Autre élément que cite Pierre Nanterme: la formation. "le temps où l'on réunissait des gens dans une classe pour une session de formation standard est définitivement révolu". On passe à la formation à distance, en ligne, de nouvelles disciplines deviennent cruciales (sciences, technologies,engineering, mathématiques : les STEM,qui sont nécessaires pour nos entreprises, et gagnent du terrain dans les pays émergents, pendant que les Etats-Unis et l'Europe prennent du retard).

Enfin, dernier élément : l'entreprenariat. De nouveaux métiers apparaissent. " Quand la Terre comptera neuf milliards d'habitants, tout le monde ne pourra pas aspirer à un emploi organisé au sein d'une entreprise ". On va avoir besoin, partout, de plus en plus d'entrepreneurs. Et l'on peut ajouter que même nos entreprises installées vont avoir besoin de s'organiser pour compter et échanger avec ces entrepreneurs et ces start-up.Et aussi les start-up entre elles.

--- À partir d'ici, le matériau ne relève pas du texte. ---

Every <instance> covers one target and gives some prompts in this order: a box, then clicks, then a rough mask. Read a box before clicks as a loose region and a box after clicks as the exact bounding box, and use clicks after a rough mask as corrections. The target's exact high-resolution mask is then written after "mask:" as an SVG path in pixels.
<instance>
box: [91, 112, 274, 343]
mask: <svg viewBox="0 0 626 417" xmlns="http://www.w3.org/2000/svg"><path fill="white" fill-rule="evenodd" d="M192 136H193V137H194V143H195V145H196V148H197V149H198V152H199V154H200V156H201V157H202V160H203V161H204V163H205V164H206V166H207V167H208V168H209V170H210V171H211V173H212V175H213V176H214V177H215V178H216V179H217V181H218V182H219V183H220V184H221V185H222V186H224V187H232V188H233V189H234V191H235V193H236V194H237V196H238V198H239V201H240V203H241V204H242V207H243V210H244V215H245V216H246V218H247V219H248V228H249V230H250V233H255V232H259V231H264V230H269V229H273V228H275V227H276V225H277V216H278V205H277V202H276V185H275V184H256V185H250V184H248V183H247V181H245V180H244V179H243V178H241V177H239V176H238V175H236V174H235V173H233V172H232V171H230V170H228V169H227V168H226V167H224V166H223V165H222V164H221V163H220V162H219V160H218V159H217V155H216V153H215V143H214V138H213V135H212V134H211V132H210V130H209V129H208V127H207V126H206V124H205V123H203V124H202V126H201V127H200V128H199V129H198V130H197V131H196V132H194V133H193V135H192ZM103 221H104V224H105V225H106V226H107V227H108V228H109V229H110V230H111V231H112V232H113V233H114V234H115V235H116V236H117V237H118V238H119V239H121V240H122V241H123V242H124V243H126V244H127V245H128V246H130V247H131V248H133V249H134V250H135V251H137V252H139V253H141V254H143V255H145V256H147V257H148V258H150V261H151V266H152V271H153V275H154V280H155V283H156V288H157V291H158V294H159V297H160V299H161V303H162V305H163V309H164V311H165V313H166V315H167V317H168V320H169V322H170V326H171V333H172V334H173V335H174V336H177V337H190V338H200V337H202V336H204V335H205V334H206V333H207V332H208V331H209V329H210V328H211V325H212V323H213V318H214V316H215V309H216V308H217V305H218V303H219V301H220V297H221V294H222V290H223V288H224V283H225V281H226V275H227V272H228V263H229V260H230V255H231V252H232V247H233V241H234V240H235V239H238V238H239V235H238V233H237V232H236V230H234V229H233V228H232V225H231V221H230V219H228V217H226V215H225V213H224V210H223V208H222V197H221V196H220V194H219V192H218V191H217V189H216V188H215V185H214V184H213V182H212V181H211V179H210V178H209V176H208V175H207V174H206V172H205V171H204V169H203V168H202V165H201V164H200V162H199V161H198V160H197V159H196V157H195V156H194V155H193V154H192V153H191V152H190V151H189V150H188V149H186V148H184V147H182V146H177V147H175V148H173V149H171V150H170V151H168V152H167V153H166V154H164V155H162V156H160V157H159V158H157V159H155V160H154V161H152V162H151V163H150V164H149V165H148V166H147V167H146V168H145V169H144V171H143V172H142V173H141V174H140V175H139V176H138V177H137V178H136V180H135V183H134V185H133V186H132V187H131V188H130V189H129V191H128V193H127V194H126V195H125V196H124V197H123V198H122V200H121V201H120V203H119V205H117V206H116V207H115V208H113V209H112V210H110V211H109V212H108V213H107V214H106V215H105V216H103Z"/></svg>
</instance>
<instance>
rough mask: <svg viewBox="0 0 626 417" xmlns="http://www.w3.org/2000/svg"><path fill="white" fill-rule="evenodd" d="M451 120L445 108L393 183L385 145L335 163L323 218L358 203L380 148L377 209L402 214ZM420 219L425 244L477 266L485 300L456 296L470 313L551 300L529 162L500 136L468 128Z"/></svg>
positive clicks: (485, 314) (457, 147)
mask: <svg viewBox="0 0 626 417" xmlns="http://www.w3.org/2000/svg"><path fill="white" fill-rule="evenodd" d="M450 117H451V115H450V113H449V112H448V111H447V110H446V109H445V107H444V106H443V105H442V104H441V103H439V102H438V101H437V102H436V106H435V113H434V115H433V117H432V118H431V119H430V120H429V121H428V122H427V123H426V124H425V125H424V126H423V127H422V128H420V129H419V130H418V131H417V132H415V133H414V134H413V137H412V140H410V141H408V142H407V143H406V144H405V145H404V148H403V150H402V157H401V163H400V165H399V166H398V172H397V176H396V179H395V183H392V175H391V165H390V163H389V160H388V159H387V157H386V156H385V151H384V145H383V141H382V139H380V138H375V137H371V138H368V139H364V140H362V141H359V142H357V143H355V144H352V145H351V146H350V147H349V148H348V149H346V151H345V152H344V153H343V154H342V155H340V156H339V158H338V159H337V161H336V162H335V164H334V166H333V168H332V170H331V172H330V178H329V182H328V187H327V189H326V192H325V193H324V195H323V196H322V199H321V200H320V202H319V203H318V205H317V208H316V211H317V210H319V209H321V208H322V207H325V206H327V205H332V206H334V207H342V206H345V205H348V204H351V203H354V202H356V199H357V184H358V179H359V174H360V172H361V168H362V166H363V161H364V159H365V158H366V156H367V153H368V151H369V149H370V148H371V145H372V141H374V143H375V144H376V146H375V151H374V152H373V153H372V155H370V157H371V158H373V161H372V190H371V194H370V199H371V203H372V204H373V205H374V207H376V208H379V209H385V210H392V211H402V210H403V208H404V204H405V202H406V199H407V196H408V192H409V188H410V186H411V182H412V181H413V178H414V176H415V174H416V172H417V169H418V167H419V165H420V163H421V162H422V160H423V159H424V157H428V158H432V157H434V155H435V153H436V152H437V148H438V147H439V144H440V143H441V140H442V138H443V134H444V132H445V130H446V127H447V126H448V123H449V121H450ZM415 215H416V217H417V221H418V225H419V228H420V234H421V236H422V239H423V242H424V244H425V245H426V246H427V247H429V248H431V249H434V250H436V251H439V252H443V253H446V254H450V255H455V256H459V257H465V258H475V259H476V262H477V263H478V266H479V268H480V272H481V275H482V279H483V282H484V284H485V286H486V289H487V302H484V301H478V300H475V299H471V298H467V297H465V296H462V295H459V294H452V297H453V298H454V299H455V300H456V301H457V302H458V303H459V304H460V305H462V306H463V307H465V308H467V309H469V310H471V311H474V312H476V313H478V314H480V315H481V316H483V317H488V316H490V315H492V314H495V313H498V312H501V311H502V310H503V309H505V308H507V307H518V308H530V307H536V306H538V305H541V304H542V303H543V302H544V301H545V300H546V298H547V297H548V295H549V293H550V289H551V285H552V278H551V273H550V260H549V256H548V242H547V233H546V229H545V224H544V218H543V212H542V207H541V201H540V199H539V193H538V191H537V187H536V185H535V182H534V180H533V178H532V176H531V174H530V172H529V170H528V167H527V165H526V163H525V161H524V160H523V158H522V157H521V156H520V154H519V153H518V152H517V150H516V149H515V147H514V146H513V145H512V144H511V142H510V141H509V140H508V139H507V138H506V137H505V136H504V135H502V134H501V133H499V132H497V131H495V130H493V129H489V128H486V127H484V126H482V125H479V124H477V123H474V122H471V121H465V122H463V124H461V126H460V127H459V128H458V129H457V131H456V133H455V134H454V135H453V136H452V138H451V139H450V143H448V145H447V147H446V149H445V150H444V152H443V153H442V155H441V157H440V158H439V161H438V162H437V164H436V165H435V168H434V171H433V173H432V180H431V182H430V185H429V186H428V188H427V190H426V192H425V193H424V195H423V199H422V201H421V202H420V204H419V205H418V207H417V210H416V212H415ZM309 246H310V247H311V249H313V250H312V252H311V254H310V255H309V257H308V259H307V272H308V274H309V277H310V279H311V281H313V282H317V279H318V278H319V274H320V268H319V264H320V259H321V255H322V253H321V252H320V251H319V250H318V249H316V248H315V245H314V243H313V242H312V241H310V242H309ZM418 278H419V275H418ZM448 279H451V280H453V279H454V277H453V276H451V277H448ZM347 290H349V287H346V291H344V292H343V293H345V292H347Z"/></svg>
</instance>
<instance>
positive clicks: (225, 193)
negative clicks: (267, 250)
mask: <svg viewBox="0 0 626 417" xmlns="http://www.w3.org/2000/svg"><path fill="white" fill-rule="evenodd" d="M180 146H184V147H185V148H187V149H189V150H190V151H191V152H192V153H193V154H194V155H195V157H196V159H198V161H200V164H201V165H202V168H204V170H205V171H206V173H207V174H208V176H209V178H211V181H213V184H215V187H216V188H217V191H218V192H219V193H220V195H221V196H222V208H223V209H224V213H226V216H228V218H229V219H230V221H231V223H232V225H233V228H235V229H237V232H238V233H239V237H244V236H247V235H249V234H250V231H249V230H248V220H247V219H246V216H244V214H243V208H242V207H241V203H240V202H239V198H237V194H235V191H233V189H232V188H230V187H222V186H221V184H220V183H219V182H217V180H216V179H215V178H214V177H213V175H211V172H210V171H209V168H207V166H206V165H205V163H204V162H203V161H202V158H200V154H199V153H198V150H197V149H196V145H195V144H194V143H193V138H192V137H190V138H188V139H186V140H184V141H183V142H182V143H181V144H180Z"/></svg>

On l'a compris : il n'est pas forcément besoin d'atteindre une grande taille pour devenir un dinosaure mort; même les petites entreprises peuvent se trouver bloquées dans l'immobilisme, la peur de changer, l'installation dans la routine et les habitudes.

De quoi nous faire réfléchir tous, pour nos entreprises, nos équipes, et nous-mêmes.